W zarzucie została postawiona teza, że „niektórzy rodzice są nieodpowiedzialni”. Trudno jest mi określić, co ma oznaczać w tym kontekście „nieodpowiedzialność”. Myślę, że hołdownikom tego argumentu najczęściej chodzi o to, że dziecko posłane do pracy traci po pierwsze dzieciństwo, a po drugie możliwość nauki. Wszak wielu konstatuje, że człowiek najwięcej wiedzy wchłania od najmłodszych lat, a posłanie go do pracy, zatraca u niego tę możliwość. Jednakowoż ów konstrukt, jakoby niektórzy rodzice mieli posyłać swe dzieci do pracy, jest chybiony. Jakiż bowiem pracodawca miałby przyjąć 10-latka do przenoszenia cegieł? Można zauważyć, że dziecko do etatowej pracy fizycznej zaczyna się nadawać od wieku ok. 16 lat, ale wtedy już trudno go nazwać dzieckiem.

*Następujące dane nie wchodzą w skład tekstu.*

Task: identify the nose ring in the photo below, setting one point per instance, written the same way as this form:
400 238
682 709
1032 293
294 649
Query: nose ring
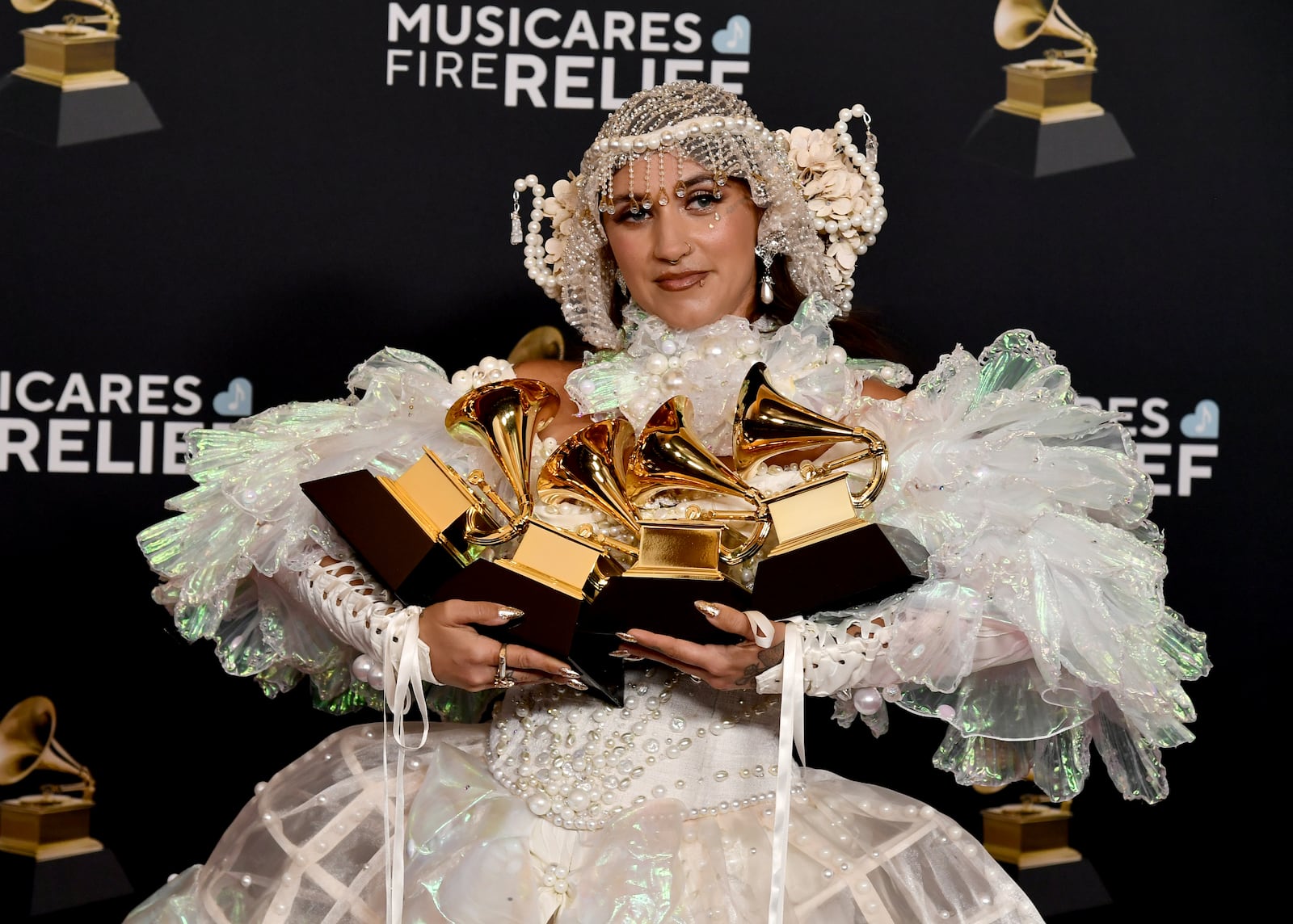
689 249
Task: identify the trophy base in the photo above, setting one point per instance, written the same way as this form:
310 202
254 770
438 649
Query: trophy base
666 605
411 564
853 566
36 887
49 116
550 624
1038 148
1059 889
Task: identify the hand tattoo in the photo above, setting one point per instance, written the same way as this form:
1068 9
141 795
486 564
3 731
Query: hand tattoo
769 657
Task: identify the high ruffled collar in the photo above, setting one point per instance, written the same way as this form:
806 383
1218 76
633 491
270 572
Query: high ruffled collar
709 363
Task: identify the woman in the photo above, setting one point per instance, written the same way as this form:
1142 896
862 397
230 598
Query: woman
680 252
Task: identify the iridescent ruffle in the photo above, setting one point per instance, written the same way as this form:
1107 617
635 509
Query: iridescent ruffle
247 520
1034 512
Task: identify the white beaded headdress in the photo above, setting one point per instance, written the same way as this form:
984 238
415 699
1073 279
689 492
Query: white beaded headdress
821 200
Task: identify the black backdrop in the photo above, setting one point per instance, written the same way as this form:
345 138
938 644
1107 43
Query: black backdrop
297 212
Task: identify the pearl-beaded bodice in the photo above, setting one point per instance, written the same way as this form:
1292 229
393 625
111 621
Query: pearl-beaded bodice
579 762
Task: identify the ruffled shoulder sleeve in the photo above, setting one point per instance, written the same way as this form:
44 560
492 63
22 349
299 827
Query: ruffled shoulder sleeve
1034 517
246 523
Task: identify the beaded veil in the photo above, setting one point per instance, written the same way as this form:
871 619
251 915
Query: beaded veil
820 194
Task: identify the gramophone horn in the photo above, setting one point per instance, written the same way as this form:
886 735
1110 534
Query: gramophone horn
588 469
1021 21
769 424
30 6
669 456
27 743
503 417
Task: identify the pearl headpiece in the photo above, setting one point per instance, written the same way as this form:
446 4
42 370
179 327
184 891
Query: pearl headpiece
821 200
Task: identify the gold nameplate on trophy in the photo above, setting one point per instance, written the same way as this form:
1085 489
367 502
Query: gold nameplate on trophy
53 824
411 531
70 57
1049 90
560 560
1053 88
553 577
1028 834
812 512
821 553
679 549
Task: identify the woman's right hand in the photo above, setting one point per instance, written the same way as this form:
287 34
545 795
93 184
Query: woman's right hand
465 658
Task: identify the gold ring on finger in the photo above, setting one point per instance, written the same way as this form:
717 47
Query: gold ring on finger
503 678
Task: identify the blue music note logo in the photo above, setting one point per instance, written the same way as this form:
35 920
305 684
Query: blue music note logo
1204 423
236 400
735 39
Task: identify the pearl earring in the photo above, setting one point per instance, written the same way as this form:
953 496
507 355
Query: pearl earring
766 282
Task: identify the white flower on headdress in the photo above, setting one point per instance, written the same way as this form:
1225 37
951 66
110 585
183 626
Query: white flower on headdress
834 189
811 149
560 208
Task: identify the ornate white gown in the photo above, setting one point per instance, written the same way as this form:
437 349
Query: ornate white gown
1038 630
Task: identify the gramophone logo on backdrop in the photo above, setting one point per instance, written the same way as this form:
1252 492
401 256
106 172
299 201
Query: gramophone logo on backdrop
69 90
542 57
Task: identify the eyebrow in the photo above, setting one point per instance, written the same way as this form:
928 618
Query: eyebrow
689 183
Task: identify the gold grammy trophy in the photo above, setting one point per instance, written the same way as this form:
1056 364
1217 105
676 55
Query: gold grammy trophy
821 553
69 90
551 574
1047 122
674 562
1031 835
65 866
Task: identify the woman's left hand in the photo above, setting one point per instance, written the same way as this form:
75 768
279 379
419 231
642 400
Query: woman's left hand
724 667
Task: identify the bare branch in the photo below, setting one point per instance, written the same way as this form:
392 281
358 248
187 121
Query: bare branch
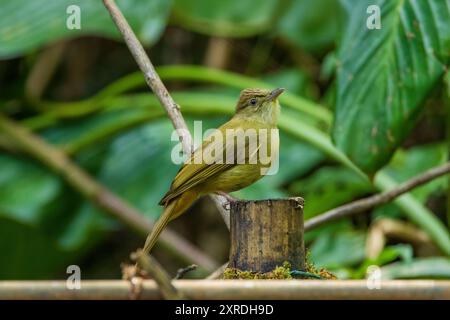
365 204
157 272
157 86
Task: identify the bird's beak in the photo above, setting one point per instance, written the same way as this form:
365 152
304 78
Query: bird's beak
274 94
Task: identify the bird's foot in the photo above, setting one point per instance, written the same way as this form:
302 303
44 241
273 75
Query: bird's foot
229 198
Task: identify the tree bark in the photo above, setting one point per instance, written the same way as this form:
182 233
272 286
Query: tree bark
266 233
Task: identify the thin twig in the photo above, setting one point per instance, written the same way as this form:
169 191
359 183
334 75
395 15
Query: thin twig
106 200
365 204
362 205
156 271
157 86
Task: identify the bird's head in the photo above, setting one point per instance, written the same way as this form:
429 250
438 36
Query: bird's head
259 104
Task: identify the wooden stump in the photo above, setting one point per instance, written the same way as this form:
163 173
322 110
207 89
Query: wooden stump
266 233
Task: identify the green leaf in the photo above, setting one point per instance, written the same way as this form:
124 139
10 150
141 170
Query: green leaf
329 187
27 25
435 268
25 188
28 253
311 25
409 163
242 18
384 75
334 250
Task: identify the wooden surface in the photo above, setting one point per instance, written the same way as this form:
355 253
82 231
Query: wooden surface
266 233
232 289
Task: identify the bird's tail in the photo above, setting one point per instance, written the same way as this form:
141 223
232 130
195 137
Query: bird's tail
174 209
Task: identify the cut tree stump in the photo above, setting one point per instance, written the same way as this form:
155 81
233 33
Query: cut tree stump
266 233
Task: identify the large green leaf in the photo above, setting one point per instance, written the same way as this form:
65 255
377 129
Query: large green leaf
385 74
233 18
25 188
26 25
28 253
342 248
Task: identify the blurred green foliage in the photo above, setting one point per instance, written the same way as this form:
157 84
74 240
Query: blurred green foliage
367 87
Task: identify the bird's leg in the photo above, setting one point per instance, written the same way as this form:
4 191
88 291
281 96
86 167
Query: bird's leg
229 198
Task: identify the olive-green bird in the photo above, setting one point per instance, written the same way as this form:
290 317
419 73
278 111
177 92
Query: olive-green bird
234 166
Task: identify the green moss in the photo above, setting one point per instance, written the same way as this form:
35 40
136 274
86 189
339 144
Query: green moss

Praca jednak nie musi być tylko wykonywana na etacie. Zgadzam się, że rzeczeni nieodpowiedzialni rodzice mogliby zabierać swe dzieci na ciężkie roboty np. na polu… I tak się nawet dzieje! Pokolenie moich rodziców bądź osób nieco starszych w większości pomagało swoim rodzicom w pocie czoła w różnych fizycznych pracach po szkole wyzbywszy się czasu wolnego. Plusem takiej harówki jest posiadanie fachu w rękach. Praca fizyczna w młodym wieku jak najbardziej uczy.

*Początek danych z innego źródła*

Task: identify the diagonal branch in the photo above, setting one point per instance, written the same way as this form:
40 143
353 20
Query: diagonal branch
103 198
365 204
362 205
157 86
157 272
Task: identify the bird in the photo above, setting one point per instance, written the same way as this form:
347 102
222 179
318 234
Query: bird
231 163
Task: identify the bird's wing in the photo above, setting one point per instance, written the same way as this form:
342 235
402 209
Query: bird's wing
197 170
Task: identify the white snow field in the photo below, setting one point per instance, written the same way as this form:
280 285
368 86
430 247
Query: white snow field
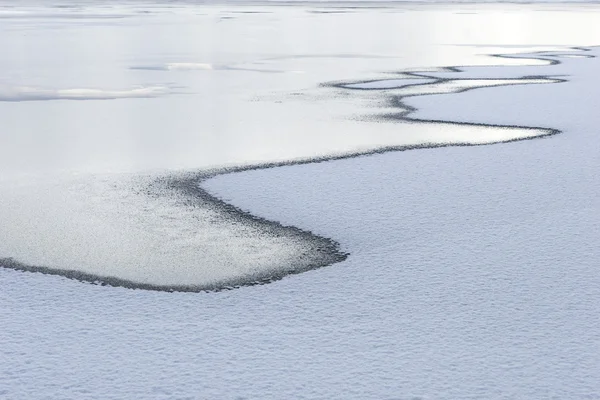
453 272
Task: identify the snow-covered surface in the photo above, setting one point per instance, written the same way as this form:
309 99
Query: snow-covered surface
472 270
33 94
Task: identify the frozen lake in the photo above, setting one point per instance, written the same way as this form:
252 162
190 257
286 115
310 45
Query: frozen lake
453 271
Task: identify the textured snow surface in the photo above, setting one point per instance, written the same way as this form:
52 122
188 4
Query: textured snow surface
73 201
473 271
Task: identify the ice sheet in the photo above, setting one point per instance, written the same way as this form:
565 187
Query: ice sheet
473 271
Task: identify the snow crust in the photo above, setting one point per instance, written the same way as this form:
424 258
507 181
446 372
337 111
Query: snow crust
472 270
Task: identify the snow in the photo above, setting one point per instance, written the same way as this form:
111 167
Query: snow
472 271
33 94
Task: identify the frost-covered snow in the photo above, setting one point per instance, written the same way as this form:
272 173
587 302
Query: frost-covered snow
472 270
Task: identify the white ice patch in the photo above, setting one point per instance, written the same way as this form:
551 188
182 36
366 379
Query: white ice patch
385 84
188 66
24 93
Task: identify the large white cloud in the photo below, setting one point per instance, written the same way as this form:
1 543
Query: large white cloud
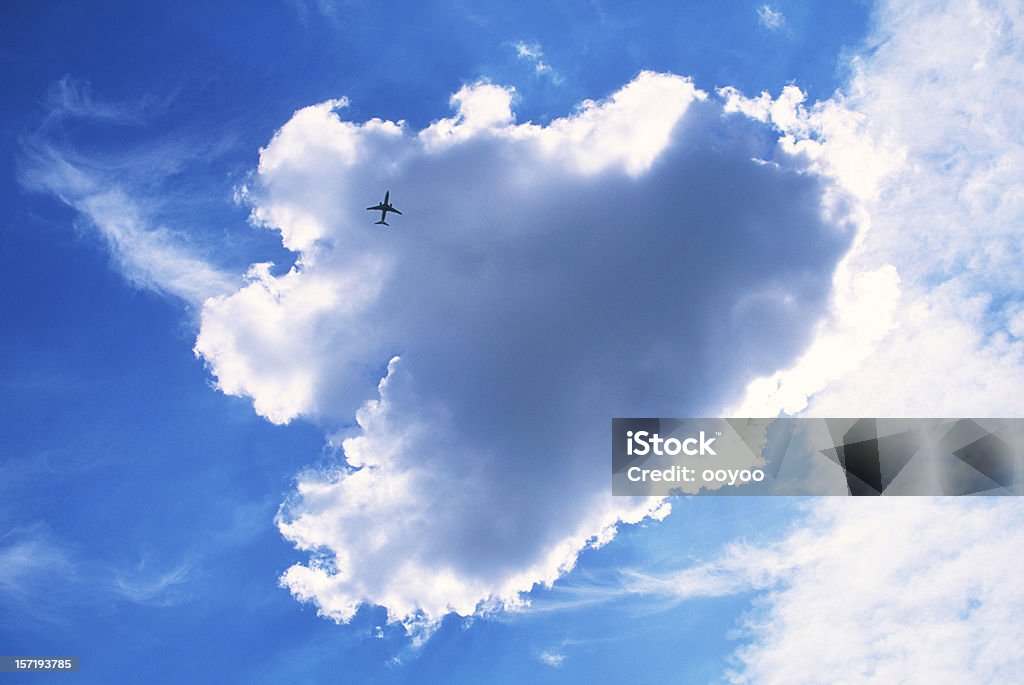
883 590
925 314
638 257
926 320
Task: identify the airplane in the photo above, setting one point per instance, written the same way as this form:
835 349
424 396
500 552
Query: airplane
384 208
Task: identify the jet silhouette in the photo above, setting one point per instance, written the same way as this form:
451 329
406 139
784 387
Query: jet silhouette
384 208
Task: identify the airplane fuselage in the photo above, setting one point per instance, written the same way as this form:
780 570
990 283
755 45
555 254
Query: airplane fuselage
384 208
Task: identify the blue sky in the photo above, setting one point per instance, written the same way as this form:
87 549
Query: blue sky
173 515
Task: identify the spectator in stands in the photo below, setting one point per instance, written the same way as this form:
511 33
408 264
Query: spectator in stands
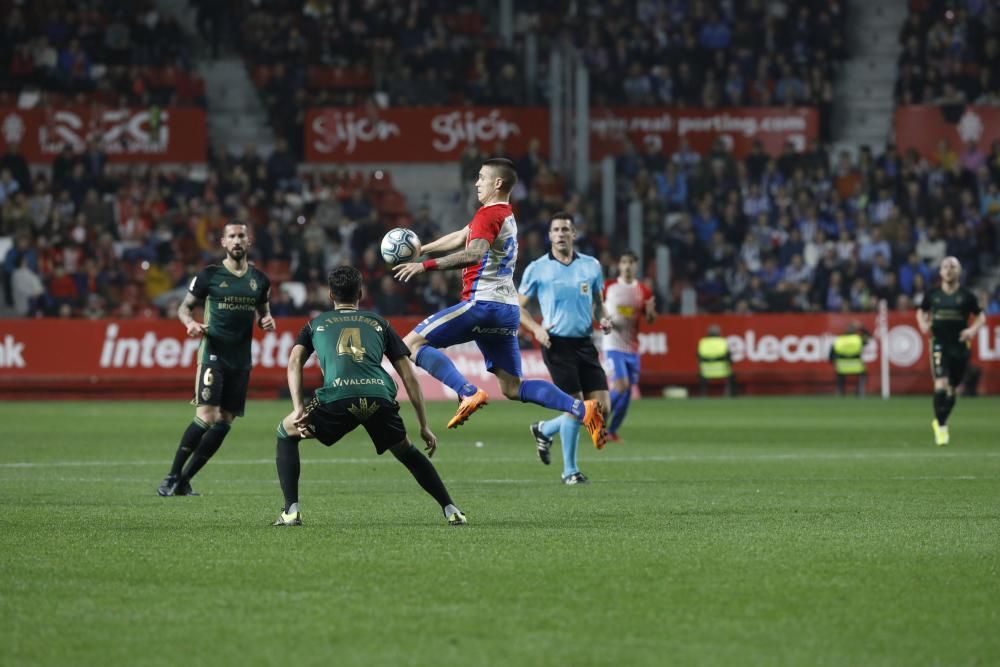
15 163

Osobiście uważam, że przymus ze strony rodzica szkodzi dziecku, ale kimże jestem, abym władzę rodzicielską im zabierał? Jako SUSSEN nie zajmujemy się władzą rodzicielską, więc po naszych reformach, pozostanie ona bez zmian. I nie ma znaczenia, która opcja jest najbardziej optymalna dla dziecka: praca na polu, szkolna harówka czy coś pomiędzy. Po jednym pokoleniu okaże się, które dzieci są najszczęśliwsze, które najwięcej zarabiają, a które ledwo wiążą koniec z końcem lub które mają ochotę się powiesić.

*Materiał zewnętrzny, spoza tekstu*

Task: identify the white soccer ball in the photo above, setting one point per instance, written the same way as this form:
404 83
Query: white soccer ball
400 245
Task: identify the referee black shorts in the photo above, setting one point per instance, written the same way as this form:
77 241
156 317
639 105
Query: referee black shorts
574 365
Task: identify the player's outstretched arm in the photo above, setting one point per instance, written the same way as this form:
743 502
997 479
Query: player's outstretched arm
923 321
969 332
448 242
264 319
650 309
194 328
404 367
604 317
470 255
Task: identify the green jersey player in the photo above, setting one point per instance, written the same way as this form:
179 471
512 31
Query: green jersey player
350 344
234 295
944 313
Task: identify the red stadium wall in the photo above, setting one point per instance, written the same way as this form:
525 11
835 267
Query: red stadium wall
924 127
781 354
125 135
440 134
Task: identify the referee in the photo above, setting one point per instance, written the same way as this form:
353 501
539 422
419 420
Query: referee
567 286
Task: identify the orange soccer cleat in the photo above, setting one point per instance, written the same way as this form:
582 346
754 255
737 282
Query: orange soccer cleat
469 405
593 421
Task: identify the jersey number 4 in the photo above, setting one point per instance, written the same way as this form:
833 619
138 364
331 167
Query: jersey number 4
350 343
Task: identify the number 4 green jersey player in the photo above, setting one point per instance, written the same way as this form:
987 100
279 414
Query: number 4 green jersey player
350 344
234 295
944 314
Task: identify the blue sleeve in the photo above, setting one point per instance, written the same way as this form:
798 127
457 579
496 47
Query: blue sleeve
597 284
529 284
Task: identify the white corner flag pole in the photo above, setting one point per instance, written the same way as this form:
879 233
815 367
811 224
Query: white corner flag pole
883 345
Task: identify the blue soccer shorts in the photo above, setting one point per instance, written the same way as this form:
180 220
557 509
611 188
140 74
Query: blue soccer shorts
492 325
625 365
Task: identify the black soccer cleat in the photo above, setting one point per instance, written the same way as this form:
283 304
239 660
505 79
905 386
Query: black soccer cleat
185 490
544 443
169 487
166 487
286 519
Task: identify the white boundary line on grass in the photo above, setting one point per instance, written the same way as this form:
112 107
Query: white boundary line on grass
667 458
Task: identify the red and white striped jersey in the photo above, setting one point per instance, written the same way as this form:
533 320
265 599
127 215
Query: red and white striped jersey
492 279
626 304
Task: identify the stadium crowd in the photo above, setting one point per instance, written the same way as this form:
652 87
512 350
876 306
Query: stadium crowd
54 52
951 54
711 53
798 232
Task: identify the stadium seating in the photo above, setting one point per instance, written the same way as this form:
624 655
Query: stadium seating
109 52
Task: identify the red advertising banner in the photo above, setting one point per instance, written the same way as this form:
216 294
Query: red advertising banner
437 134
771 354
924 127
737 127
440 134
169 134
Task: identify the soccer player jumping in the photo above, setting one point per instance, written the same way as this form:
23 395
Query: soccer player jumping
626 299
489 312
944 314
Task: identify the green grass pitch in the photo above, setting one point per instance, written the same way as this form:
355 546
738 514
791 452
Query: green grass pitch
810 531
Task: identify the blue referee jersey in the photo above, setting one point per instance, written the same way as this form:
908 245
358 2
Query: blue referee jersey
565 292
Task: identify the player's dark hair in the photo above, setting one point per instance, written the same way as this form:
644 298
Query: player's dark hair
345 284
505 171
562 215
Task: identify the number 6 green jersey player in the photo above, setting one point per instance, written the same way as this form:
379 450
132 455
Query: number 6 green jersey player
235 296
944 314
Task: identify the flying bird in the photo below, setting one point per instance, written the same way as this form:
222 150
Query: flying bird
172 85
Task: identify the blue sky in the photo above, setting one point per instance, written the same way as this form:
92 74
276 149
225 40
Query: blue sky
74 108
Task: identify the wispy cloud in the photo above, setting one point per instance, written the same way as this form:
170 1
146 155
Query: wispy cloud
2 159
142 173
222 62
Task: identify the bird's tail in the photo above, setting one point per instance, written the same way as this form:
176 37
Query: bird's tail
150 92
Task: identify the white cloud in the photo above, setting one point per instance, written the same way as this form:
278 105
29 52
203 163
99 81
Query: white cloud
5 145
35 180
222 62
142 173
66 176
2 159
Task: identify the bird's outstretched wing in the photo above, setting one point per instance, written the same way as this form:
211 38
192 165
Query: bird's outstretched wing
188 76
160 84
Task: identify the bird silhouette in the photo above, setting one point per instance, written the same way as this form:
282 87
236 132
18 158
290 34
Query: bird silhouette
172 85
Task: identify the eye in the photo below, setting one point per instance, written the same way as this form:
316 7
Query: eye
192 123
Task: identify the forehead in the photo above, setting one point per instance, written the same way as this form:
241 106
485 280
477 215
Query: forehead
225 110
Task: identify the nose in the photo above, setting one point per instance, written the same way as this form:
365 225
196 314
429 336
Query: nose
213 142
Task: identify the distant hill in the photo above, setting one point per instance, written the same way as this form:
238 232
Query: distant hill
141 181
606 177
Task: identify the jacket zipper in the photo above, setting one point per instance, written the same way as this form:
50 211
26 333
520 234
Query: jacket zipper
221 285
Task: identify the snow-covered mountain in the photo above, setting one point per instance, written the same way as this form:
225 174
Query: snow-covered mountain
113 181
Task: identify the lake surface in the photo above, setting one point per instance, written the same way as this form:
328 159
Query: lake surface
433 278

Na tym polega wolność. Jedni rodzice źle przystosują dzieci do życia, inni dobrze. Te poszkodowane dzieci już będą wiedziały, jak nie wychowywać swoich dzieci, a te zwycięskie dzieci będą wiedziały, jaki sposób wychowania powielać dalej. Te rody, które dobrze wychowywały dzieci będą prosperowały i rozrastały się, a te rody, które źle wychowują dzieci wymrą bez potomstwa. Skoro według autora zarzutu „w niektórych miejscowościach ten proceder powtarza się przez pokolenia”, to oznacza chyba, że taki sposób wychowania okazał się dobry, czyż nie?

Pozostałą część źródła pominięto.